Dissimulé au creux d’un vallon boisé parcouru par un petit affluent de la Loire, le château fût à son origine, à la fin du XIIIe siècle, une maison forte cernée de douves, qui assurait la protection de l’abbaye de Bellary. Témoignent de ce lointain passé médiéval, la trace des anciennes douves, les arbres pluricentenaires de son parc et la force de son image qui paraît figée hors du temps. La guerre de Cent ans contribua à ruiner en grande partie la maison forte, qui fut reconstruite à l’époque de la Renaissance par Guillaume de Marafin, issu d’une famille tourangelle, proche du pouvoir royal. Vieux Moulin ne resta pas longtemps à l’écart des querelles religieuses qui ensanglantèrent à l'époque toute la région des bords de Loire.

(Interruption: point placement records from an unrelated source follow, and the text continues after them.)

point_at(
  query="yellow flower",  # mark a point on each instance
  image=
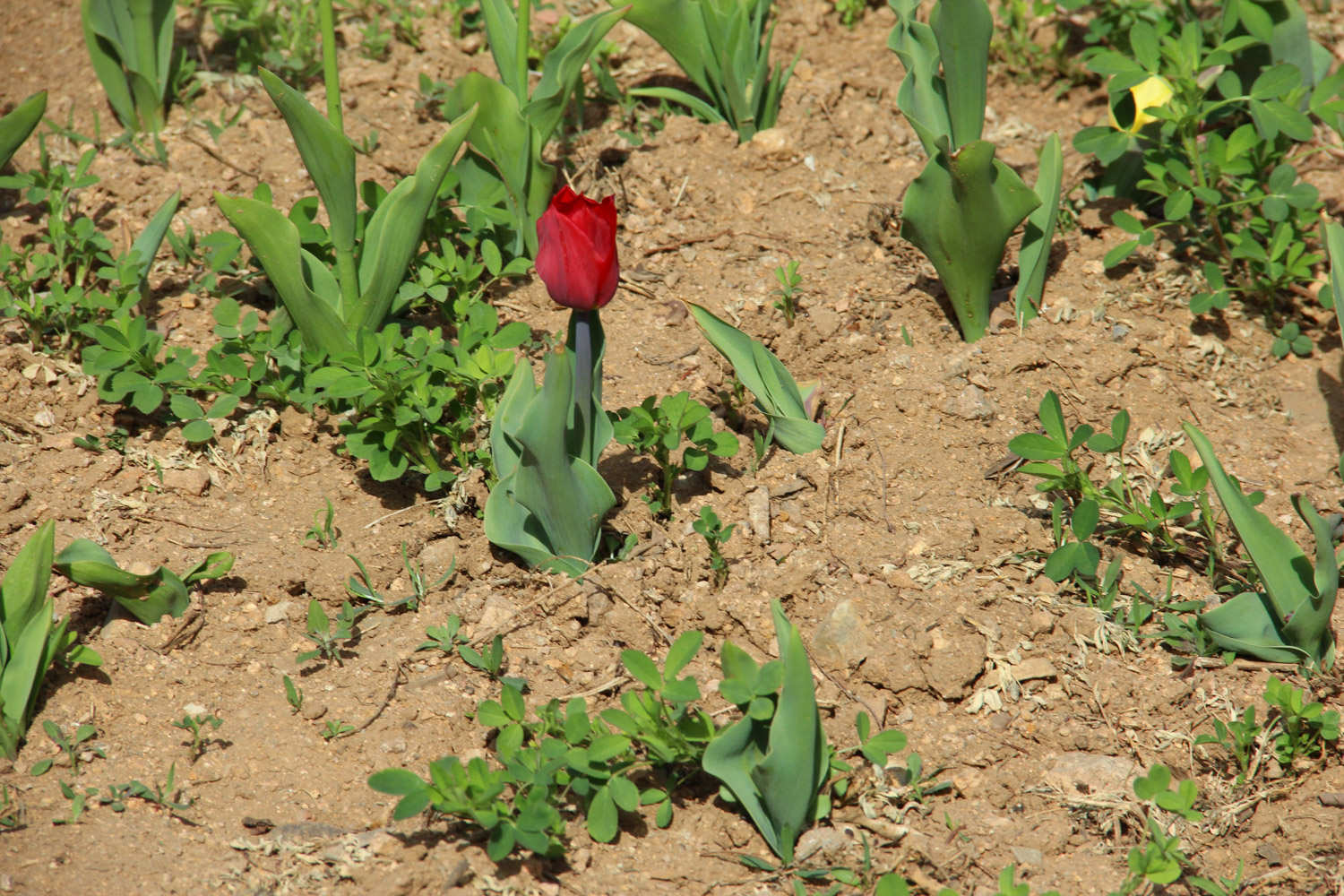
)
(1150, 94)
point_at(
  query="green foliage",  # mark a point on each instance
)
(132, 51)
(637, 754)
(1212, 169)
(16, 126)
(73, 747)
(145, 597)
(723, 47)
(550, 500)
(964, 206)
(777, 395)
(789, 281)
(69, 279)
(333, 638)
(280, 35)
(659, 427)
(196, 727)
(413, 398)
(774, 759)
(30, 638)
(1300, 728)
(715, 536)
(323, 530)
(1289, 621)
(293, 694)
(328, 306)
(504, 175)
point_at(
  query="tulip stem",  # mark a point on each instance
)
(583, 373)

Un des descendants de Guillaume de Marafin, François de Marafin, chef huguenot, facilita la prise de la Charité sur Loire par les troupes calvinistes de Sancerre en leur révélant l’existence d’un gué, qui leur permit de prendre à revers les défenses de la ville. Au cours de la nuit de la Saint Barthélémy en 1572, il connut le même sort que l’Amiral de Coligny. Durant cette période, au milieu du XVIème siècle, Théodore de Bèze, héritier spirituel de Calvin et ami de François de Marafin, séjourna à plusieurs reprises à Vieux Moulin, où il prêcha la religion réformée. Le retour de la paix religieuse marqua la fin de la dynastie des Marafin, à laquelle succédèrent des générations de magistrats et d’hommes de loi. De l’ancienne maison forte médiévale, il reste encore aujourd’hui la tour massive Nord Est, la base de la tour Sud Est, ainsi qu'une partie de la Tour carrée d’entrée et des douves. La tour Nord Est, massive, est couronnée de mâchicoulis et d’un chemin de ronde, ses murs sont percés de deux canonnières d’origine où des archères ont été créées plus tard. La cour intérieure permet d’accéder à un grand corps de logis, à un étage, construit sur les caves voûtées d’origine et entre les deux tours rondes par Guillaume de Marafin en 1480. La façade possède des baies moulurées, elle est flanquée en son milieu d’une tour hexagonale, coiffée d’un toiture polygonale et abritant un escalier à vis. Au XVIIème siècle, de larges fenêtres ont été ouvertes dans les deux façades et deux pavillons rectangulaires ont été bâtis de part et d’autre du porche ainsi que sur les bases des premières constructions de l’enceinte du XIIIe siècle.